64 In my view, in a similar fact situation today, the result would be the same, notwithstanding the enactment of s. 23. While the deceased’s letter to her lawyer detailed the way in which the she would like her will to be made out, the letter did not embody her testamentary intentions. Section 23 cannot be invoked to overcome the absence of that essential requirement of a valid will.
65 The term “testamentary intention” means much more than a person’s expression of how he would like his/her property to be disposed of after death. The essential quality of the term is that there must be a deliberate or fixed and final expression of intention as to the disposal of his/her property on death: Bennett; Molinary v. Winfrey (1960),  S.C.R. 91; and Canada Permanent Trust Co. v. Bowman,  S.C.R. 711.
66 In my opinion, these are the principles which must be applied in the determination under s. 23 as to whether or not a document or writing embodies the testamentary intentions of the deceased.
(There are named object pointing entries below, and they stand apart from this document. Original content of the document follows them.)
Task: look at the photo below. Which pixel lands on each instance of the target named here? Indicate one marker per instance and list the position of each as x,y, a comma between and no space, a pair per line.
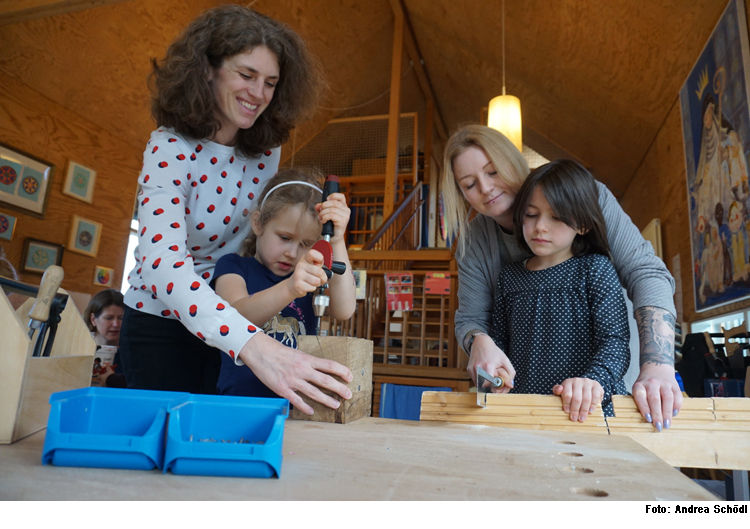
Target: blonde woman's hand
580,396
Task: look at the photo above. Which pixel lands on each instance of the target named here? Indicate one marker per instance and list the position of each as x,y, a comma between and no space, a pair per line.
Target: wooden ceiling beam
412,48
13,11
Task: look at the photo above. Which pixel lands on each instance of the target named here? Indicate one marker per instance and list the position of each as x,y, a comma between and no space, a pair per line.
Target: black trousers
161,354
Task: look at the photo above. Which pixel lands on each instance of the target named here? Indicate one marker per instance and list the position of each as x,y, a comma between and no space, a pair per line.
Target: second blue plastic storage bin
212,435
107,428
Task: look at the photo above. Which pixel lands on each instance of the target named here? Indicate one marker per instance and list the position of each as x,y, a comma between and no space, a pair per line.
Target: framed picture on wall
103,277
716,132
7,226
79,182
24,181
84,236
39,255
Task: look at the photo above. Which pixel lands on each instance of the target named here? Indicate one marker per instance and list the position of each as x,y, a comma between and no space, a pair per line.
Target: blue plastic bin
212,435
107,428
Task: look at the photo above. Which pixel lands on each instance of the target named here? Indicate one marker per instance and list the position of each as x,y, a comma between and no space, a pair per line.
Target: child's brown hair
289,195
572,193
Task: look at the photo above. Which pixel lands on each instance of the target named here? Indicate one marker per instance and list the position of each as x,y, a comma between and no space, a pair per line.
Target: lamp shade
505,115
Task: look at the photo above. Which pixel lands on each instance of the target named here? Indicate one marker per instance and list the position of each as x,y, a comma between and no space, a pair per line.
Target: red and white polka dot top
194,207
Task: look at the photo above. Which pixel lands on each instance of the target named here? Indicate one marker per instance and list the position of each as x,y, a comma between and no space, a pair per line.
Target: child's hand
308,274
580,396
335,210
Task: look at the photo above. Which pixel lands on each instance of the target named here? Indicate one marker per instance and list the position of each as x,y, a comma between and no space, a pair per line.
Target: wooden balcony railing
401,231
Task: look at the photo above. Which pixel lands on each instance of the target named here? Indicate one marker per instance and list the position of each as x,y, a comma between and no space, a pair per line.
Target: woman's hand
488,356
335,210
287,371
580,397
657,394
308,275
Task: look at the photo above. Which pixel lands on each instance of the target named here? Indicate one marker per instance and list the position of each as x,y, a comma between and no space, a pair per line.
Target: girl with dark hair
226,95
271,280
560,315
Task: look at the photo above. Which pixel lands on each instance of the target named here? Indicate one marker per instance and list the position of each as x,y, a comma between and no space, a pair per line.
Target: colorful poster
400,295
360,283
716,133
437,283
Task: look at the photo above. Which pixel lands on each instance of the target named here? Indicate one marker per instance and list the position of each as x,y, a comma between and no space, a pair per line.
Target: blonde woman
483,170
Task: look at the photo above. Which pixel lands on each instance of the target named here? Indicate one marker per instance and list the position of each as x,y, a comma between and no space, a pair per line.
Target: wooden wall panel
32,123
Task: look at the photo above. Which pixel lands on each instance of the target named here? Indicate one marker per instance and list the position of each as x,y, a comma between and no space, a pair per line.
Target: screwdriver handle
51,281
331,185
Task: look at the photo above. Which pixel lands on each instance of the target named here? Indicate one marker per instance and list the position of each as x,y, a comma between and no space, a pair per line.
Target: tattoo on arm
656,331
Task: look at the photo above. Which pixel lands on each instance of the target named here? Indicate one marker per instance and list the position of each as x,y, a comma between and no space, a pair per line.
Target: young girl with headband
560,315
271,280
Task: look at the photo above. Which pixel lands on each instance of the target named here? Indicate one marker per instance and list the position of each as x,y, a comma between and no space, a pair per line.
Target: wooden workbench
382,459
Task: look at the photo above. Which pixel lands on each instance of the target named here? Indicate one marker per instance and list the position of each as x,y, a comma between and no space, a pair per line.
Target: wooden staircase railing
401,231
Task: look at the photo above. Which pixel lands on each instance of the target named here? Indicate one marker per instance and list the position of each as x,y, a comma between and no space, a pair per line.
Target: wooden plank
705,449
16,346
391,169
354,353
14,11
422,371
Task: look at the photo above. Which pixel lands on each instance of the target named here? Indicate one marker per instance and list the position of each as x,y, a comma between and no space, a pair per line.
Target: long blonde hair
508,161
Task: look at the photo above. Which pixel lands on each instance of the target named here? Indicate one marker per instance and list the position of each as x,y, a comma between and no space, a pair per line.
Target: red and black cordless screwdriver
321,301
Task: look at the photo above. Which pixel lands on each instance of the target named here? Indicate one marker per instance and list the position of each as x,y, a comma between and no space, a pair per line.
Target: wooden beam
412,48
13,11
391,159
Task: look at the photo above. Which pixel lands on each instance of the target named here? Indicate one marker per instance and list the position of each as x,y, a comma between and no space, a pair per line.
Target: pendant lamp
504,113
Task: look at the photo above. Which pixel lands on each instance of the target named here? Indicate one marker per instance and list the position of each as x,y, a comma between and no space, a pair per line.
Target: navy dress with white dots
566,321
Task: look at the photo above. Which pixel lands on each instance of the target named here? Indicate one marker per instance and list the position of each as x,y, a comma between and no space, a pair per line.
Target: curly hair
290,195
182,95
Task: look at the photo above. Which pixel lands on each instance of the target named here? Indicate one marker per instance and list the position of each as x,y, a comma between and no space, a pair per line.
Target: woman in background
103,316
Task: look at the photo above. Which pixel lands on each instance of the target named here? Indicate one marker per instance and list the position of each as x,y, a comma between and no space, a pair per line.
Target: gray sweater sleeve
646,278
478,271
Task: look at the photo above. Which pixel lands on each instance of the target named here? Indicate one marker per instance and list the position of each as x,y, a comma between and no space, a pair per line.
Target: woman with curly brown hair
226,95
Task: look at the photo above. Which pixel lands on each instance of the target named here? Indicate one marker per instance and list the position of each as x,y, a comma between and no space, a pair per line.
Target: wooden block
27,382
354,353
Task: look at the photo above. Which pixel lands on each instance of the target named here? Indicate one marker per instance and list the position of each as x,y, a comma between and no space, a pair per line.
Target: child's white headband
274,188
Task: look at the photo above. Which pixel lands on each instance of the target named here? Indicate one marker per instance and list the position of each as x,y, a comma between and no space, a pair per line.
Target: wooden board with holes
384,459
708,433
536,412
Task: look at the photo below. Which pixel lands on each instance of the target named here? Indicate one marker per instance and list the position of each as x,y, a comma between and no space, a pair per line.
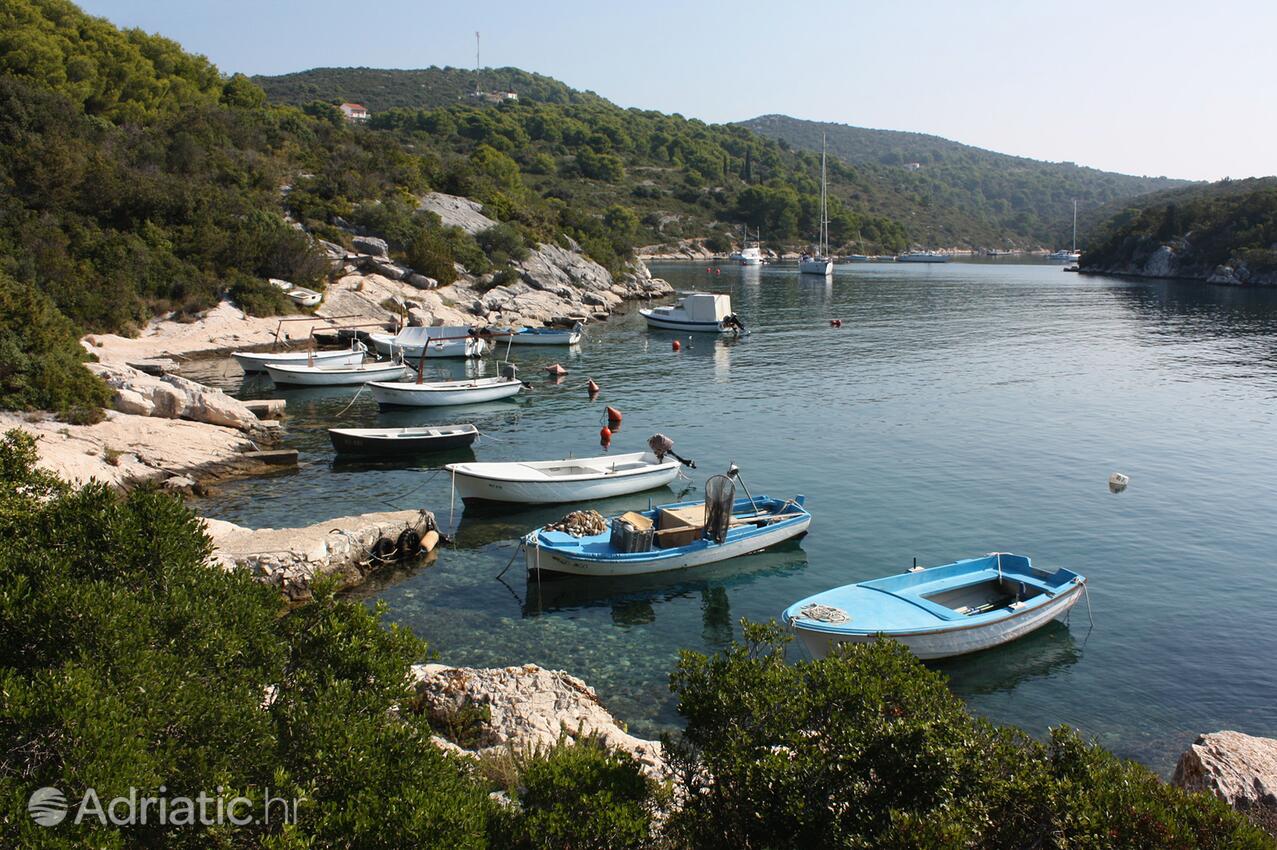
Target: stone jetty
345,548
529,708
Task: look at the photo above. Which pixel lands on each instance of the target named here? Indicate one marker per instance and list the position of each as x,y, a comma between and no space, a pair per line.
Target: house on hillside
354,111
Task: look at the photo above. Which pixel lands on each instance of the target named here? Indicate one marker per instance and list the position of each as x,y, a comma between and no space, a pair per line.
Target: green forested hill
946,188
1231,222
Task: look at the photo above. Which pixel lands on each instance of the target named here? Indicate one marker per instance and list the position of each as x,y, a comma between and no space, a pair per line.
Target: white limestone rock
1239,768
531,707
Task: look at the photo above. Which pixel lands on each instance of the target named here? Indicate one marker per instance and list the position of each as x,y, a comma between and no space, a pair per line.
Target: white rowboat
568,480
253,361
443,392
327,375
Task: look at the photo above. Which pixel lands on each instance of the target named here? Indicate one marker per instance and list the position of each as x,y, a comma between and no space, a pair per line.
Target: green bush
579,795
868,748
258,298
128,660
41,359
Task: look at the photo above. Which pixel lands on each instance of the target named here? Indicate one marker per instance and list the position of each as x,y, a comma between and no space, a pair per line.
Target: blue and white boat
547,336
939,611
696,312
671,536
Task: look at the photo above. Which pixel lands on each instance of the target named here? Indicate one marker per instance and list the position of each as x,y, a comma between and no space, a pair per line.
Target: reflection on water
960,409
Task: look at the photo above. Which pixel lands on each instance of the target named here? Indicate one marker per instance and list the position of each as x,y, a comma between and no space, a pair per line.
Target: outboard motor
662,446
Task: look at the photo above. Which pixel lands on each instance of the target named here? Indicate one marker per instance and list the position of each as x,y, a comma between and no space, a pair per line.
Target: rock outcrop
175,397
456,211
531,708
1240,770
293,558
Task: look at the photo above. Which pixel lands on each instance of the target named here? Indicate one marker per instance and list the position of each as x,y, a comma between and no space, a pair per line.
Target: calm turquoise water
962,409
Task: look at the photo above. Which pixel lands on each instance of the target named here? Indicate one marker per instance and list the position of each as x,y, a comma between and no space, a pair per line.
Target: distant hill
1194,232
943,188
379,88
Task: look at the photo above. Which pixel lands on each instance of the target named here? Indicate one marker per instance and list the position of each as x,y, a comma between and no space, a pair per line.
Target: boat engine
662,446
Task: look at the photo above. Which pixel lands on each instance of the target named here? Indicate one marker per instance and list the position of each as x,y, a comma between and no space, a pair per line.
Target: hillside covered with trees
945,190
1194,232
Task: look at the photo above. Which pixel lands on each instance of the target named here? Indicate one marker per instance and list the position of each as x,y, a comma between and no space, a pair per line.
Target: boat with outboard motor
256,361
669,536
939,611
571,479
392,442
326,375
696,312
445,341
441,393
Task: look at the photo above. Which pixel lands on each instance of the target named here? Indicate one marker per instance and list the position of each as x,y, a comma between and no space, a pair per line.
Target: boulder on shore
530,707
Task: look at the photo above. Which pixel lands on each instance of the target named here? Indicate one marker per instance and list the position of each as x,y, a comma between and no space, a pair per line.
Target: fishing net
719,495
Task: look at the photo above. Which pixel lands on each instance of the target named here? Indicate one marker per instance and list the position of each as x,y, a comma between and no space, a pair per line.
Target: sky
1183,89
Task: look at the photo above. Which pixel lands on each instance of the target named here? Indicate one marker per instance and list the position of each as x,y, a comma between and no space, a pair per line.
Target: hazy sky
1185,89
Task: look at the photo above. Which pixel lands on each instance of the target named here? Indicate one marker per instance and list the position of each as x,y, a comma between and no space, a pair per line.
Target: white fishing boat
448,341
820,263
696,312
545,336
326,375
256,361
304,298
939,611
922,257
443,392
568,480
1068,255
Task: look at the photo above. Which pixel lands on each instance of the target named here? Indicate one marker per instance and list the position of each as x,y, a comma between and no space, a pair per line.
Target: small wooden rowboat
443,392
254,361
672,536
386,442
305,375
939,611
556,481
547,336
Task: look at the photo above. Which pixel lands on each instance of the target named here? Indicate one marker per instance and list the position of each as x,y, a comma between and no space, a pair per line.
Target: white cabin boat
696,312
326,375
568,480
443,393
455,341
254,361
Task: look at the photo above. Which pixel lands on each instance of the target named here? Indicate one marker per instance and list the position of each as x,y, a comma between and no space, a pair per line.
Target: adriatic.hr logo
49,807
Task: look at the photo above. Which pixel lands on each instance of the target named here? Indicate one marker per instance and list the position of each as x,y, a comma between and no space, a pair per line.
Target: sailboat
1068,255
750,253
820,263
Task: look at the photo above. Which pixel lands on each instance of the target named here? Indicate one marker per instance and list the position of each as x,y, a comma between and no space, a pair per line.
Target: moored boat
257,361
696,312
443,392
547,336
939,611
672,536
327,375
455,341
386,442
567,480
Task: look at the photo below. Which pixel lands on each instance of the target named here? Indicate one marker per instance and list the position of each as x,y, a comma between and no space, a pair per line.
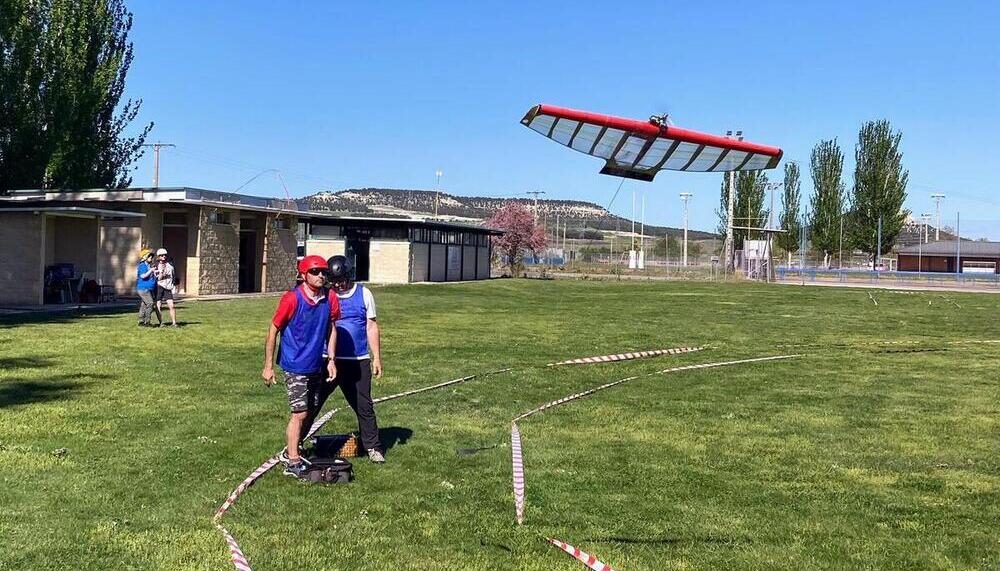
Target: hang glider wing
640,149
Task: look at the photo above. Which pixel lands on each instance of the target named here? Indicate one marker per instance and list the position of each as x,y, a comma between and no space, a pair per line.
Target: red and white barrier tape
518,462
239,559
517,449
626,356
583,557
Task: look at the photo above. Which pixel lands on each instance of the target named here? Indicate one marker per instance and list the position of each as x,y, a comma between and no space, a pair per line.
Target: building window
219,217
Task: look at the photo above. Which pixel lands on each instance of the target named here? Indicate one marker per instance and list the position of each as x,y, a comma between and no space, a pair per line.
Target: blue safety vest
304,338
352,327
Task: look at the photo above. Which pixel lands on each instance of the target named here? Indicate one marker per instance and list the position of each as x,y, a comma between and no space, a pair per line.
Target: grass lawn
117,444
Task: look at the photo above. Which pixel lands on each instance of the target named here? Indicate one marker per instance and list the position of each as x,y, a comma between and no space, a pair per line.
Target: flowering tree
520,234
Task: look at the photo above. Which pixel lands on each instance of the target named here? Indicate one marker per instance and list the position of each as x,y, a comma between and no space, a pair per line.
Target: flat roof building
54,242
948,256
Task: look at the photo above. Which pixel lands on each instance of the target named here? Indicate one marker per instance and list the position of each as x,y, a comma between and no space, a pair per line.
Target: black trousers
355,380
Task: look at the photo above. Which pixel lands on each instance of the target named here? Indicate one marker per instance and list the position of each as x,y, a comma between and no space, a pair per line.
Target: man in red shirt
305,319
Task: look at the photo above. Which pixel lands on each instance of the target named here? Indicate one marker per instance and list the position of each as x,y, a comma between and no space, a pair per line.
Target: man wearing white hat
164,272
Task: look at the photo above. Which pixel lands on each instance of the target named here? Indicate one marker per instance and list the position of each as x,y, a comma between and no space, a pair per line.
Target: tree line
869,216
63,122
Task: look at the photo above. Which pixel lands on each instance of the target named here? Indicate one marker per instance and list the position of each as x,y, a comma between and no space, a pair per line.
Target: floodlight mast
685,196
937,229
437,190
730,240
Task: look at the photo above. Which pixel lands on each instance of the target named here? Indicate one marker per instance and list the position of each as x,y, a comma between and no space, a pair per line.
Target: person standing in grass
358,351
164,272
305,320
145,282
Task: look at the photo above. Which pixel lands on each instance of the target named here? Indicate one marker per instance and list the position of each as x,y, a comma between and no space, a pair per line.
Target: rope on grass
239,560
626,356
581,556
518,463
517,450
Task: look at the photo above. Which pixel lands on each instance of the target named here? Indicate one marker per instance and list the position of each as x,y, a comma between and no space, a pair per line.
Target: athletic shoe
297,469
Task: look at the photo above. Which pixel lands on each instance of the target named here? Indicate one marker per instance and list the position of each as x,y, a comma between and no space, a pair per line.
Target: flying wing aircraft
640,149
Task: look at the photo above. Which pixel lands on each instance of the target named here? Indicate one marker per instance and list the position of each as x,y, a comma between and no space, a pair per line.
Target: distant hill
397,203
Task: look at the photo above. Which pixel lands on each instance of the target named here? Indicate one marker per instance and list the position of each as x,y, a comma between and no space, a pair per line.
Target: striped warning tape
238,558
516,446
518,462
626,356
581,556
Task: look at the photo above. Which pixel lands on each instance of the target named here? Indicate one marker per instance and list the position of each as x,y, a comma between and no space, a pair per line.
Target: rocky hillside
420,203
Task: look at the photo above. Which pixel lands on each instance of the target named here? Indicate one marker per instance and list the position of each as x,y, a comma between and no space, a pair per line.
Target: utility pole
535,193
437,191
156,160
685,196
878,248
642,233
937,199
730,242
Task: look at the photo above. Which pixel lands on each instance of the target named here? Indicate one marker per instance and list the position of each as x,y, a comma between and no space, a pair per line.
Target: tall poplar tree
63,121
791,195
826,164
879,188
751,187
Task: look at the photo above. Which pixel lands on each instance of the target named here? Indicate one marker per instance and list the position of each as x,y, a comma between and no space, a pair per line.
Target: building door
175,241
248,257
358,254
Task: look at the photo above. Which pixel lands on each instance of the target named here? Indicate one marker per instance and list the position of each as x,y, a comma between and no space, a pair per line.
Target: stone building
53,243
948,256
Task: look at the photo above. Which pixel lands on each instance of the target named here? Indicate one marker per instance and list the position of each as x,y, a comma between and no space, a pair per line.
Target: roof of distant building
950,248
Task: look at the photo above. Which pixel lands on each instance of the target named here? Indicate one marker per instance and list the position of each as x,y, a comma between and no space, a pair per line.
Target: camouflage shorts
304,391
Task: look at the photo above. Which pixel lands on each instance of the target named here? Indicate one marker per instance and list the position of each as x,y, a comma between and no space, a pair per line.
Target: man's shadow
394,435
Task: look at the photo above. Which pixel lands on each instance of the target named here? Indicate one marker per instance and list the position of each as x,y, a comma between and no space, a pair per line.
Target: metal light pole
685,196
437,190
937,230
730,242
156,160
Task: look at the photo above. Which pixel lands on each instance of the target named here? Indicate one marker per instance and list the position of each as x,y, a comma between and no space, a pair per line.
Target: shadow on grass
20,392
67,315
393,436
25,362
670,540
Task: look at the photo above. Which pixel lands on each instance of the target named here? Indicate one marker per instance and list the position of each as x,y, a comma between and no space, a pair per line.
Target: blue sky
341,95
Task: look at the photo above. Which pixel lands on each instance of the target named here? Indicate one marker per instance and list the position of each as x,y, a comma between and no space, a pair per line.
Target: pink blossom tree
521,235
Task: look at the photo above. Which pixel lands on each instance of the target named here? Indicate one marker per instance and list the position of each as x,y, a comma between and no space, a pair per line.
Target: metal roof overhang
75,212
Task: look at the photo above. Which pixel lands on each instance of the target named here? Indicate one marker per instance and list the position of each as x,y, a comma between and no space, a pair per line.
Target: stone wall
218,254
118,257
281,245
23,237
390,262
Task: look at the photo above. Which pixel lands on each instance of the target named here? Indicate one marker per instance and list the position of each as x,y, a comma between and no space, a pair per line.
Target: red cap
312,262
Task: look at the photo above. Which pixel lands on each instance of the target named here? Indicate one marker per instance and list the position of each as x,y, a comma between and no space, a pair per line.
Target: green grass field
118,444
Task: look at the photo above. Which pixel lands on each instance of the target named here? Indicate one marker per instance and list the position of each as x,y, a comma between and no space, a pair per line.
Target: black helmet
340,268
Whether it is the deceased’s own instrument or the notes or writing made by a third-party, the crucial question to be answered is whether the document expresses the animus testandi of the deceased – a deliberate or fixed and final expression of intention as to the disposal of his/her property on death.
67 At the very least, a third-party document would have to be one that had been made at the request of the deceased, or with his/her knowledge; and, in any event, with his/her awareness that the document recorded the deliberate and final expression of his/her wishes as to the disposition of his/her property on death. Another of the principles which have survived the enactment of s. 23 is that the court must be satisfied that the deceased knew and approved of the contents of the document which is presented for probate. Guardhouse v. Blackburn (1866), L.R. 1 P. & D. 109 (Prob.), which has not been overruled by the enactment of s. 23, is authority for that principle. Although this has been considered as a question of evidence rather than of substantive law, the rule takes on a heightened significance when the document is a third-party one.